Abstract

Abstract The spatial dynamics were difficult to overlook during the 2011 movements of revolt in Tunisia, pushing the damned in the center of public attention in the concerted effort of turning prevailing authoritarian politics inside–out. Venturing in the spatial contestation central in these revolts, the mesmerizing occupation and re-appropriation of symbolic places, such as the Kasbah Square or Bourguiba Avenue takes center stage. These movements of occupation and re-appropriation of spatial power produced momentous heuristic enclaves of another order, projecting dreams of a renewed inclusive free and dignified body politic. Based on a long-term research in the field of visual arts in Tunisia between 2011 and 2017 and combining various postcolonial critiques, this article proposes to show how violent processes of destruction preceding these processes of re-appropriation and occupation are too often overlooked.
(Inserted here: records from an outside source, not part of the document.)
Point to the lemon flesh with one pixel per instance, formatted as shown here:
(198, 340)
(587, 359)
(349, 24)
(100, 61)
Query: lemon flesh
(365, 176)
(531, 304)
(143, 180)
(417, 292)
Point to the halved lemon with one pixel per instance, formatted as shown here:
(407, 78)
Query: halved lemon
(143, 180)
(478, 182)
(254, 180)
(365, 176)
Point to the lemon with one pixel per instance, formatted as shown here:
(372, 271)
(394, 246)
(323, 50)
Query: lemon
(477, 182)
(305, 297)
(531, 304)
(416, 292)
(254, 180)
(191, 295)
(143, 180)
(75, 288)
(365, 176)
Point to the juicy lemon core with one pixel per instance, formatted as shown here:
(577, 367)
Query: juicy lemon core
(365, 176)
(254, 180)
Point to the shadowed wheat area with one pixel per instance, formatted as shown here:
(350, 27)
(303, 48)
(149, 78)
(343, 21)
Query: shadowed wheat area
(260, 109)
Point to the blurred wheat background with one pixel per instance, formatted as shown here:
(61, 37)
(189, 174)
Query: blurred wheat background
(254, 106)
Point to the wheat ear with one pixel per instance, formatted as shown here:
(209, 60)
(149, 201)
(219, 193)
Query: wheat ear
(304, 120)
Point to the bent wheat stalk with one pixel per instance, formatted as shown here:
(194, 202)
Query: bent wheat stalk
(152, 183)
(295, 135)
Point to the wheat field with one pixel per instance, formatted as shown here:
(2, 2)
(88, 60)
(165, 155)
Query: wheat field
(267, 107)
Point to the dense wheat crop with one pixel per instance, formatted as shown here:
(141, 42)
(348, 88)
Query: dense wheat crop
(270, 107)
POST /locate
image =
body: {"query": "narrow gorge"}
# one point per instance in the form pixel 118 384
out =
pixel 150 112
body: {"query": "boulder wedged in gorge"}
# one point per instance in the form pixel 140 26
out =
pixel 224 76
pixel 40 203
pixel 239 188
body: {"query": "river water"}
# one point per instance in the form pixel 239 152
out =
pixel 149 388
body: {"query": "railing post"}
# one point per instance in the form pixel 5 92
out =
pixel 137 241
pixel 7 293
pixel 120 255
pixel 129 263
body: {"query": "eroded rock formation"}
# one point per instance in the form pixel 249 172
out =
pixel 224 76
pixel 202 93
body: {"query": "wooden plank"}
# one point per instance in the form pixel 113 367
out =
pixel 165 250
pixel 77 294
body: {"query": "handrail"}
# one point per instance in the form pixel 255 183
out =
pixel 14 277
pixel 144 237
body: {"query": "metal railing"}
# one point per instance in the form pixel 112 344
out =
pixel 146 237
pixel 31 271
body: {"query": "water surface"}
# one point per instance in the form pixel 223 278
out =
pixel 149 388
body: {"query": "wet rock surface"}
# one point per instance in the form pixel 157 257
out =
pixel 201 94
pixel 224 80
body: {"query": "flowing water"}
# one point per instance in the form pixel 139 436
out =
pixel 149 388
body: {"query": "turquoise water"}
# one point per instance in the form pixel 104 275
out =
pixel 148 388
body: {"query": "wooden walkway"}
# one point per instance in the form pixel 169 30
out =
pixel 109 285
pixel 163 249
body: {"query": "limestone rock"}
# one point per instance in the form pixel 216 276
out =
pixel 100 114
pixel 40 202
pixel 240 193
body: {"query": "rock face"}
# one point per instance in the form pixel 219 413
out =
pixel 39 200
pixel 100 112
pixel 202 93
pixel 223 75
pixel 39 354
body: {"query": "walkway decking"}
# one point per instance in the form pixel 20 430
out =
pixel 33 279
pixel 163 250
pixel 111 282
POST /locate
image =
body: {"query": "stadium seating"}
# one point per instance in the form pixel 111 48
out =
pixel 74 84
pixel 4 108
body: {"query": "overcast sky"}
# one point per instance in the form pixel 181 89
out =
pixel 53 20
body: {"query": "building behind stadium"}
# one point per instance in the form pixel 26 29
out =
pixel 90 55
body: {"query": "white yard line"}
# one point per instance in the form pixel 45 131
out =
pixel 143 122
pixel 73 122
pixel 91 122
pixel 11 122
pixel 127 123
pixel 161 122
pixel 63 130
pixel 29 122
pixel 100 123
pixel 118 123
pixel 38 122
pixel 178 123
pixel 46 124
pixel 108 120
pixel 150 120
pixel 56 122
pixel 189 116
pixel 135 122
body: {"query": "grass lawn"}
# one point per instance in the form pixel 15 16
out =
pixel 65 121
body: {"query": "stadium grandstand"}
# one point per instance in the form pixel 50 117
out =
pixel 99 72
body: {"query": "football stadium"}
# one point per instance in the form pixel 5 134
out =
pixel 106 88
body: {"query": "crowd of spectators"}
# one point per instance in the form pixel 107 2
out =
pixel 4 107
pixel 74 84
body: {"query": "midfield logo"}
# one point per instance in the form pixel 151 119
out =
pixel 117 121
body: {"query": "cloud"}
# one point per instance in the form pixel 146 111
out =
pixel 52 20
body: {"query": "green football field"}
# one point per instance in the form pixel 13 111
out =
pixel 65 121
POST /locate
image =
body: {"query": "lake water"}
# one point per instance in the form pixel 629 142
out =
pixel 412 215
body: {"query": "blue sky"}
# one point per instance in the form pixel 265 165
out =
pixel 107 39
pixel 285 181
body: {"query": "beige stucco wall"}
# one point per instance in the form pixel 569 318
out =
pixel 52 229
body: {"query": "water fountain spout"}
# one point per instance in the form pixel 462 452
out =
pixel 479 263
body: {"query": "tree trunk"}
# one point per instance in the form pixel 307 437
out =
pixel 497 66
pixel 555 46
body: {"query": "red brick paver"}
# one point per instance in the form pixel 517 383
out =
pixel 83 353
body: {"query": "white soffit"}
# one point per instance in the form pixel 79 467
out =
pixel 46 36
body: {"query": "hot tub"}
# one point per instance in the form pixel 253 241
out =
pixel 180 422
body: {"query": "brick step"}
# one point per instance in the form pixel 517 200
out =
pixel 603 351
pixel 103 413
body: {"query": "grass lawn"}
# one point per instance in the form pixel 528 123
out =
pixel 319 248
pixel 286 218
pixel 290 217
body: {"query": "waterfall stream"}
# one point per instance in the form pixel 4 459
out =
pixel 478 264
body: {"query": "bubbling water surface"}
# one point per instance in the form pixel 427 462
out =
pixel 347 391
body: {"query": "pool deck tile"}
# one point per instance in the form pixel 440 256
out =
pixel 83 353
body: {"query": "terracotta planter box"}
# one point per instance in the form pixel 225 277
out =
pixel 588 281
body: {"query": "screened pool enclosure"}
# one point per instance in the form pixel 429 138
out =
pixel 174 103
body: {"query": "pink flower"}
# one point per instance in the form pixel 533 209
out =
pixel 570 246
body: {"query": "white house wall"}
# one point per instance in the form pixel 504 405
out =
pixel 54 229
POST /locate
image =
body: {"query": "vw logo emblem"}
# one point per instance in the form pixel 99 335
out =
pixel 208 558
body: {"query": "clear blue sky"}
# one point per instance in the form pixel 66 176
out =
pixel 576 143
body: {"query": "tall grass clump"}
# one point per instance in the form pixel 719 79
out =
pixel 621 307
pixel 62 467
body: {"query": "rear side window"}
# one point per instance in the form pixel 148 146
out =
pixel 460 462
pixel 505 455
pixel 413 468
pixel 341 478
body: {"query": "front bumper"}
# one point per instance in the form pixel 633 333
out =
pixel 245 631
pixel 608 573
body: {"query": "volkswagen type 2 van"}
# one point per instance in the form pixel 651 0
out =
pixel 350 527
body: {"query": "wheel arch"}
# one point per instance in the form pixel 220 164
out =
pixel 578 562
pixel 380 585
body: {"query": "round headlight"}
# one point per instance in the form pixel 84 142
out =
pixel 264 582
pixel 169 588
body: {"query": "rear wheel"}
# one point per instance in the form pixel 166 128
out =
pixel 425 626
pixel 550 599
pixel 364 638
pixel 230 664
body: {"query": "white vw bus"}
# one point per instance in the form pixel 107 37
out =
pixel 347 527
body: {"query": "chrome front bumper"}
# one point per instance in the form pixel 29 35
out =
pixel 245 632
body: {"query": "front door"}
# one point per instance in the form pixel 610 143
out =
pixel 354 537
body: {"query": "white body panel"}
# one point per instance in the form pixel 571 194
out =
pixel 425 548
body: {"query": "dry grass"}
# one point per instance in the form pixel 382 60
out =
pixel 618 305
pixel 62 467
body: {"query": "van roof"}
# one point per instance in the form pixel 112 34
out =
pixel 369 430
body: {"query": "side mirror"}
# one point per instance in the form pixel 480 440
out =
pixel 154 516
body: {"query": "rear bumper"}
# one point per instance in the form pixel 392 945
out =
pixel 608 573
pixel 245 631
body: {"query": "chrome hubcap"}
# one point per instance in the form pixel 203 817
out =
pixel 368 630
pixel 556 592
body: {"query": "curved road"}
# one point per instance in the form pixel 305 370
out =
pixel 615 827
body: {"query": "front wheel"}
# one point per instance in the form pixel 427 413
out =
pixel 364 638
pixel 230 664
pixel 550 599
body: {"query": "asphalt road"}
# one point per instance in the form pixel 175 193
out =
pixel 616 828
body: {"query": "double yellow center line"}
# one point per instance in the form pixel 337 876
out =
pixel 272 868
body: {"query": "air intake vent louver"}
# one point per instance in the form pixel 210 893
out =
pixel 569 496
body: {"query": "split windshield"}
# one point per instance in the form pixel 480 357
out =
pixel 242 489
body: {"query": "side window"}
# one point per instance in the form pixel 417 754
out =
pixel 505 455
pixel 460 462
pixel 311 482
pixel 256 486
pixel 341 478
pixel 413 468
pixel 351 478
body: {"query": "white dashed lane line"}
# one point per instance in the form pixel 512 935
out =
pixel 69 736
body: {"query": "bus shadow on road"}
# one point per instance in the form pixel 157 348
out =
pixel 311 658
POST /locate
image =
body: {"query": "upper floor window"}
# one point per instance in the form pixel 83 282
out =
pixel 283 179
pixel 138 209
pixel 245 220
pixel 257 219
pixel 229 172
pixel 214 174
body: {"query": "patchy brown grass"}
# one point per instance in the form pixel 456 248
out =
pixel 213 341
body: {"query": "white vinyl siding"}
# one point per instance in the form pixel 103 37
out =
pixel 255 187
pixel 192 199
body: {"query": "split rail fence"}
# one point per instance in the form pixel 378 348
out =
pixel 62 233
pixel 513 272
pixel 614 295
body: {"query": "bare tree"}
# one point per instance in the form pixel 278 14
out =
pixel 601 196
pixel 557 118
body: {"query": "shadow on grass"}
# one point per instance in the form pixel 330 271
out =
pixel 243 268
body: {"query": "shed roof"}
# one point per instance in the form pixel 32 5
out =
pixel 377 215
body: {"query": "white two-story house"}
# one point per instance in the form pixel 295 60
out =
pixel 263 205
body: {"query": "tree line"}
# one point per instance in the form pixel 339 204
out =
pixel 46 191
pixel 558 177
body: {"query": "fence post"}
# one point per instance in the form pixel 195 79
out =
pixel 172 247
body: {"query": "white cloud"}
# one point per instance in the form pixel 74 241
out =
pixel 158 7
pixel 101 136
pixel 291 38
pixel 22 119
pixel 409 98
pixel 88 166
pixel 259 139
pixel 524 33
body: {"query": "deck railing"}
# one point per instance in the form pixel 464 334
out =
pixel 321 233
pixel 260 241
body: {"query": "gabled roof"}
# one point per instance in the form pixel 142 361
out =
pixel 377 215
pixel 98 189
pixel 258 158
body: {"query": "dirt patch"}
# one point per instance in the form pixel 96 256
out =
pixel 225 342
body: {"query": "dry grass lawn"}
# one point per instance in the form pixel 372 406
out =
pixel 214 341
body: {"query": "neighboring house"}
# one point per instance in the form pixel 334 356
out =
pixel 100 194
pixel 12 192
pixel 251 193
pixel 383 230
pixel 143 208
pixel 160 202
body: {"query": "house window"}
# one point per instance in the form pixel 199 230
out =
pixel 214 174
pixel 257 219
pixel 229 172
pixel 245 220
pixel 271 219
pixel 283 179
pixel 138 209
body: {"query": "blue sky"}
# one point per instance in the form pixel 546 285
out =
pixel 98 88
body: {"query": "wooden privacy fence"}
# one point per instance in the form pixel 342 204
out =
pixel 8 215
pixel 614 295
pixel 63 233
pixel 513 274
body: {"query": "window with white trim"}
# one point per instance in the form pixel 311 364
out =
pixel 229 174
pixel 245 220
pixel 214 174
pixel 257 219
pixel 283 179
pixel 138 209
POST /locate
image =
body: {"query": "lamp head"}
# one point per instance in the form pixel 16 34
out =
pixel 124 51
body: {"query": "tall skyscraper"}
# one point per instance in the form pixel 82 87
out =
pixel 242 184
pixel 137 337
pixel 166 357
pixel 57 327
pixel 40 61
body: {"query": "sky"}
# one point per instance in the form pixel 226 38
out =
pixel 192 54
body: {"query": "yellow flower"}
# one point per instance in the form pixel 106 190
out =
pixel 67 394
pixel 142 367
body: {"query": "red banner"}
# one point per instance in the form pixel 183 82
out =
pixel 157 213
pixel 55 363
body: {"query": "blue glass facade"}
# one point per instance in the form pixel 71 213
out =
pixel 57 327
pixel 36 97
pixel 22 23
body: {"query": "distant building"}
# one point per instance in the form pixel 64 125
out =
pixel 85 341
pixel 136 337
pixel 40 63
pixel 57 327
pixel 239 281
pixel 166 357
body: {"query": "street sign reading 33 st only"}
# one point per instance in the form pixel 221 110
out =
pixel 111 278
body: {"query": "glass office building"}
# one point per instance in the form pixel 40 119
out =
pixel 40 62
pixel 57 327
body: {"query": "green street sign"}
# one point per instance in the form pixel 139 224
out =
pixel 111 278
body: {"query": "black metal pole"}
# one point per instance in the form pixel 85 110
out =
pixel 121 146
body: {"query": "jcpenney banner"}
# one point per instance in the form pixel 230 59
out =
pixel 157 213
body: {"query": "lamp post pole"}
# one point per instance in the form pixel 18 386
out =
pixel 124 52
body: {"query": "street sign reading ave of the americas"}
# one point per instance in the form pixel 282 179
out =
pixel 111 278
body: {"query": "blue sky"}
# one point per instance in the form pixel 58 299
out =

Police stations, the presidential personality cult and the private estate of the authoritarian regime will be identified and treated as spatial nodes that maintain the compartmentalization and fragmentation of urban space in place. Moreover, by including in the analysis the often-omitted Islamist occupation and re-appropriation of mosques and public space contesting the ongoing constitutional political dynamics, this article hopes to elucidate why the revolutionary process failed in the production of a long aspired liberated and dignifying space, as the revolutionary re-appropriation of these symbolic nodes of power was not included in any political agenda.